This project is part of the Udacity Azure ML Nanodegree. In this project, I built and optimized an Azure ML pipeline using the Python SDK, a provided Scikit-learn logistic regression model and Azure HyperDrive. This HyperDrive optimized model was then compared to an Azure AutoML run to determine which method produced the most accurate model.
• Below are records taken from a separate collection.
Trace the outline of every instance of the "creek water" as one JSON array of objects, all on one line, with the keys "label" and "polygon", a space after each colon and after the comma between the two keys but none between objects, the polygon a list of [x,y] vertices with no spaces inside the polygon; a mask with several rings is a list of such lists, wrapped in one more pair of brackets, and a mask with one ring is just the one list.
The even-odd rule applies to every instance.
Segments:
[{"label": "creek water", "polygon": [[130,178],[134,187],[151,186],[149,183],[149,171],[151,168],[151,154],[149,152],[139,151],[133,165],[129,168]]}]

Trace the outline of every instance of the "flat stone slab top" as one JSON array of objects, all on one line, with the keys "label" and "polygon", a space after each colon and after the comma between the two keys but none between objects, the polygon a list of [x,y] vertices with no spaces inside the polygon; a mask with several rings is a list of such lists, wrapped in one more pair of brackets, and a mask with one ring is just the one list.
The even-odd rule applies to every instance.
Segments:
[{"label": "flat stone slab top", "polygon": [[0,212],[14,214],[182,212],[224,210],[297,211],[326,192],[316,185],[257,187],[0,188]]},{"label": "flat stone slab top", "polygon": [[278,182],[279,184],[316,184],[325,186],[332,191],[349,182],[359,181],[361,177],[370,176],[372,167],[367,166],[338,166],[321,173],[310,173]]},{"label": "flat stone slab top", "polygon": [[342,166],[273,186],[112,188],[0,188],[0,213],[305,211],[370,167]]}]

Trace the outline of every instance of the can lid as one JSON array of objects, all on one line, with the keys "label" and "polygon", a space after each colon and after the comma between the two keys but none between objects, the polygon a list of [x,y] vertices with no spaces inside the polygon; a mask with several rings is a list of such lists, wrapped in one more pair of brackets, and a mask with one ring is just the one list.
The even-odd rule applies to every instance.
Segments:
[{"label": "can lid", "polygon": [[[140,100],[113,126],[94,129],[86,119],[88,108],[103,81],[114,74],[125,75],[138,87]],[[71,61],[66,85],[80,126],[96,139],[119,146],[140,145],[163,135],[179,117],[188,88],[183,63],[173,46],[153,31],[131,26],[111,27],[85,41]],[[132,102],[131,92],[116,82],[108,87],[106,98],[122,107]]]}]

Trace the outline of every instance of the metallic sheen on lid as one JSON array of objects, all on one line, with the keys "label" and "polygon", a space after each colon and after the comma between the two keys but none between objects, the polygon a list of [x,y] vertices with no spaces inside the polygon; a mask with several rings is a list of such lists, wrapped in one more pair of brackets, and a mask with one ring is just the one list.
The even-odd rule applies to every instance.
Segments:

In 1-2 sentences, explain the problem statement: e.g "This dataset contains data about... we seek to predict..." The dataset for this project can be found on the UCI Machine Learning repository. The data is a collection of data points related to the direct marketing efforts of a Portugese bank as it attempted to sell a product, in this case a term deposit, to its customers over the phone. We seek to predict whether a customer accepted the bank's product offer or not (variable y). This is a classification task.
In 1-2 sentences, explain the solution: e.g. "The best performing model was a ..." The best performing model was a VotingEnsemble model produced by Azure AutoML with an accuracy of: 91.772% from run Id: AutoML_c4580b80-2401-4a12-8df3-0dccd3a4570d_103
The accuracy of the SciKit-Learn logistic regression model was very similar, with an accuracy of: 91.183% from run Id: HD_a832a5c4-7c1c-4ac0-b1fd-f3c81ecc34e3_0 with the following metrics: Best Metrics: {'Regularization Strength:': 1.0, 'Max iterations:': 20, 'accuracy': 0.9118361153262519}
Explain the pipeline architecture, including data, hyperparameter tuning, and classification algorithm.
PIPELINE ARCHITECTURE The pipeline architecture used for this project included a SciKit-Learn model optimized with HyperDrive and an AutoML model that automatically generated and evaluated various classification models.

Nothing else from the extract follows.